With the previous points in mind, we can define the number of Segment Containers in the system (i.e., pravegaservice.container.count, controller.container.count) by just multiplying the number of Segment Containers per instance by the number of initial instances. Let's see a practical example. Image that we want to deploy a Pravega Cluster using AWS EKS instances with 8 vCPUs and 16GB of RAM for running Segment Stores. If we assume that the normal load in the system to be 50MBps (1KB events), then we can safely assume that 3 Segment Stores may be enough to absorb it. Given that, we could suggest a configuration as follows:

  • [pravegaservice.container.count|controller.container.count]=24. The instances in our example have 8 vCPUs. Then, we defined to use 1 vCPU Segment Container and we multiplied this by the initial number of Segment Stores (3 instances). With this, the total number of Segment Containers in the system is set to 24.

  • pravegaservice.threadPool.core.size=20. In a Kubernetes environment, we do not expect cores to be as powerful as in plain VMs or bare metal environments (e.g., additional levels of virtualization, many services sharing the same virtual/physical resources). For this reason, we can assume that having 2 threads per container may be enough, and given that 8 Segment Containers per Segment Store x 2 threads per Segment Container is lower than the minimum number of threads recommended (i.e., 20 threads), we just keep this setting to 20.

There is one final aspect to consider in a production Pravega Cluster: scalability. In our example above, we have mentioned that the expected workload was 50MBps and 3 Segment Stores may be enough to handle it. However, workloads may grow unexpectedly, and we need our cluster to be able to keep up. The number of Segment Containers in the system cannot be modified: this means that it sets an upper bound to the maximum usable size of the Pravega Cluster. That is, with 24 Segment Containers in the system, we would be able to scale from 3 Segment Stores (running 8 Segment Containers each) to 24 Segment Stores (running 1 Segment Container each).
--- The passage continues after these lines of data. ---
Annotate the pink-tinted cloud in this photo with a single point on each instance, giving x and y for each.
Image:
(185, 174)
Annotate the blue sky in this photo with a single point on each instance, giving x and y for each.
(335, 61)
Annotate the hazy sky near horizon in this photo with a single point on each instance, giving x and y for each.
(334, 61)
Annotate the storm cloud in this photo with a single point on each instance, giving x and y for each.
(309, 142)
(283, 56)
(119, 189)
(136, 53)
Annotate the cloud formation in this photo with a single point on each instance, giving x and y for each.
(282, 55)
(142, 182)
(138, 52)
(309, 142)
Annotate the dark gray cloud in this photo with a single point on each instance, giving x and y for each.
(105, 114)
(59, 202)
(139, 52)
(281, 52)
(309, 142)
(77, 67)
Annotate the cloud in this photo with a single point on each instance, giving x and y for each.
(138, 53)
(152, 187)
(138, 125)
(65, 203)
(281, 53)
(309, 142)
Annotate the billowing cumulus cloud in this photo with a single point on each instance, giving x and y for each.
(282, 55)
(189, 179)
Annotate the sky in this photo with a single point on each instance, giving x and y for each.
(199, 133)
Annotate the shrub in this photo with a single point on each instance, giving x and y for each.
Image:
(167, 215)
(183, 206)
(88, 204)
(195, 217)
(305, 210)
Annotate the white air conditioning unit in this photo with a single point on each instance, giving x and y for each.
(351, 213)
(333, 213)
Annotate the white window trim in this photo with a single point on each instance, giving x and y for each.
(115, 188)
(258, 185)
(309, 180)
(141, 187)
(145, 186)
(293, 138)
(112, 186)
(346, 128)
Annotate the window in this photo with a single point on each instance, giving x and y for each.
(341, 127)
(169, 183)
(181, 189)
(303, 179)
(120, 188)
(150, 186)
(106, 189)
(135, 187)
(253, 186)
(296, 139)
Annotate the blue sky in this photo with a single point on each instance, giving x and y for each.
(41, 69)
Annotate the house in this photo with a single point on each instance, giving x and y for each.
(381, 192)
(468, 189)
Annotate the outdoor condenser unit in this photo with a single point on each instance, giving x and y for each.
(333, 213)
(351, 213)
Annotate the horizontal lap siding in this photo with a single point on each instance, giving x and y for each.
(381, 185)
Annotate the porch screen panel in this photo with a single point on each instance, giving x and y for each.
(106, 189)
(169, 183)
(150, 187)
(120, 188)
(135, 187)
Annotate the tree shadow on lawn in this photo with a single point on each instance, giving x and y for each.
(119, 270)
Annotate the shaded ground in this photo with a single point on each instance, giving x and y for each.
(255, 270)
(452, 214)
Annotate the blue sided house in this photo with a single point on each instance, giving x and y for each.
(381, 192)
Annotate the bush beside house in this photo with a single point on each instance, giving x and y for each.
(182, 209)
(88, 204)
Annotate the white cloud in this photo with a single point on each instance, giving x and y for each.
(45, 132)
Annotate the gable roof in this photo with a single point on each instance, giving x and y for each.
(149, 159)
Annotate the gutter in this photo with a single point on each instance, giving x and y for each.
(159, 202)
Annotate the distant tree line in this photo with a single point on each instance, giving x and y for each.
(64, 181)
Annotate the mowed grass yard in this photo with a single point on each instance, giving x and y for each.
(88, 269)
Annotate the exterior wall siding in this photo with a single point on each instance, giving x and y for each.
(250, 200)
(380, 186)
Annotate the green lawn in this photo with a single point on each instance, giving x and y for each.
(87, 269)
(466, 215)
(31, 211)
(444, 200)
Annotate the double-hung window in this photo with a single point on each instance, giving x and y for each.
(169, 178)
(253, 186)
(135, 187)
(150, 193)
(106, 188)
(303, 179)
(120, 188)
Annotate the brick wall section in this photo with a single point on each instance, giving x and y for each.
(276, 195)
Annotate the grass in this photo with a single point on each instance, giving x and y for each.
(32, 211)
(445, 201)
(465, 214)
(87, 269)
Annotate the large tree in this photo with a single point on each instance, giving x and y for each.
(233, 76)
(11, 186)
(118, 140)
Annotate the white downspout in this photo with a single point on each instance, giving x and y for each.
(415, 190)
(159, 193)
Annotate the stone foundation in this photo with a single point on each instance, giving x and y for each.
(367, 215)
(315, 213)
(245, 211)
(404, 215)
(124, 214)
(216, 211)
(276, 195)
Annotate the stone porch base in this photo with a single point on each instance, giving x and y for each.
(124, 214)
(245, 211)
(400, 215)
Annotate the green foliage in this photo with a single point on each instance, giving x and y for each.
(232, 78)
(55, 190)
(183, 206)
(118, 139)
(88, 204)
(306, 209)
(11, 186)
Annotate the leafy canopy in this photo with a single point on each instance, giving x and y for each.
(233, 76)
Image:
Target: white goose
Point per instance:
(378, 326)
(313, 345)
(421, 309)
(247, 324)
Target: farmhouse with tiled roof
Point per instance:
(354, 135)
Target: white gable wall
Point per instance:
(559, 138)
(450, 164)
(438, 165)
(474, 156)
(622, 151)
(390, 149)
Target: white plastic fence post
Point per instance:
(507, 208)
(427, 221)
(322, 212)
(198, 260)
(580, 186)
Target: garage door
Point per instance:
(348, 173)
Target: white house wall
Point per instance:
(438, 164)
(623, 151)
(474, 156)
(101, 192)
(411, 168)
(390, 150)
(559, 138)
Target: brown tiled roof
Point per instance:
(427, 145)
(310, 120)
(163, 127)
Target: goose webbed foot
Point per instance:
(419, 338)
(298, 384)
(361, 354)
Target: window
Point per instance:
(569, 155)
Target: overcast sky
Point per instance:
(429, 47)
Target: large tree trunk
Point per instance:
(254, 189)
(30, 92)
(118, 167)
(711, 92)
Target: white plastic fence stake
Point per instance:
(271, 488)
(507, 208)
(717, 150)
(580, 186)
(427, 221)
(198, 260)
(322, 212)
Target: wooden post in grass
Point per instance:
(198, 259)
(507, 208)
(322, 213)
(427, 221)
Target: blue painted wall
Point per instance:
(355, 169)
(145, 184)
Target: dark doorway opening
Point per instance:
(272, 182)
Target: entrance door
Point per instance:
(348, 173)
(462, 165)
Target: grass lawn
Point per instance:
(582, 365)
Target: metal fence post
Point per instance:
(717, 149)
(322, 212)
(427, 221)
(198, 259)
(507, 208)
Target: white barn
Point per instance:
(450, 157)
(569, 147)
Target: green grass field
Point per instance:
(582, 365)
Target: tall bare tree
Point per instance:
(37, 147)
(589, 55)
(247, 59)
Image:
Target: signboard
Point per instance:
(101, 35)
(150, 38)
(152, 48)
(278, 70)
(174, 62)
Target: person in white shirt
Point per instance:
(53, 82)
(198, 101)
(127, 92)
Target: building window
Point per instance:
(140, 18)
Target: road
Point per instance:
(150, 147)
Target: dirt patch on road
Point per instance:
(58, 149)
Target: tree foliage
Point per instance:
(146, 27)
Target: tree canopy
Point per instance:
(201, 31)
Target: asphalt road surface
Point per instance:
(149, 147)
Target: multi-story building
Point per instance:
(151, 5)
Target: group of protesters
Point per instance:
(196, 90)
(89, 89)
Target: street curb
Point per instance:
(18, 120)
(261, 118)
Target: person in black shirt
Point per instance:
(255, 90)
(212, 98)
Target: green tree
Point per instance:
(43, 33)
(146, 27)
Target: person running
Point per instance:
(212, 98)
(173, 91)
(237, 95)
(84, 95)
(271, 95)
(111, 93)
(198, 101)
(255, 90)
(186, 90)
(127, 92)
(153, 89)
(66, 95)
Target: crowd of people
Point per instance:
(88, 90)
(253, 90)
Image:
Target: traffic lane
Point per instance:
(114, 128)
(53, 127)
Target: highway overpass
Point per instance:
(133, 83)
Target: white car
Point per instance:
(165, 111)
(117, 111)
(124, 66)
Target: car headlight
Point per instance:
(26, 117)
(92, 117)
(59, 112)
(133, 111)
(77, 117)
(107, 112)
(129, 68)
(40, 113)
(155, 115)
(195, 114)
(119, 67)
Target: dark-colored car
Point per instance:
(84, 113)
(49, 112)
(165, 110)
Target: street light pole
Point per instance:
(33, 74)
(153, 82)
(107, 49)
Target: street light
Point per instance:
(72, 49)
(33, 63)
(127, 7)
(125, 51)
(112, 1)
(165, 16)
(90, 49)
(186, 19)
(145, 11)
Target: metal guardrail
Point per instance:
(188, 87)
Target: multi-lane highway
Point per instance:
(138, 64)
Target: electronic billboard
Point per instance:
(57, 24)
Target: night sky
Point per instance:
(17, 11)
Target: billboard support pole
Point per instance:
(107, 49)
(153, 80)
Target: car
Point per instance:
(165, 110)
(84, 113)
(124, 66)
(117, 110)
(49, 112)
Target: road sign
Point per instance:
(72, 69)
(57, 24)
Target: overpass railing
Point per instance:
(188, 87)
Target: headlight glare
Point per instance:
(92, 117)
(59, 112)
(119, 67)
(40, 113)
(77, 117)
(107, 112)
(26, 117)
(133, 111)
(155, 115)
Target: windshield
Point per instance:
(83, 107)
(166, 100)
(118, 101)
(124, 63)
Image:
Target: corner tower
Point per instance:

Clearly, this would greatly increase the IO capacity of our Pravega Cluster for absorbing a load peak, and then srink the cluster when the burst is over. Still, is important to note that adding Segment Stores beyond 24 instances would be useless, as these extra instances would not have any Segment Container assigned to run, which means that they would not be able to run IO. Therefore, we need to consider that the parameter [pravegaservice.container.count|controller.container.count] is also imposing a limit on the maximum usable size of the Pravega Cluster.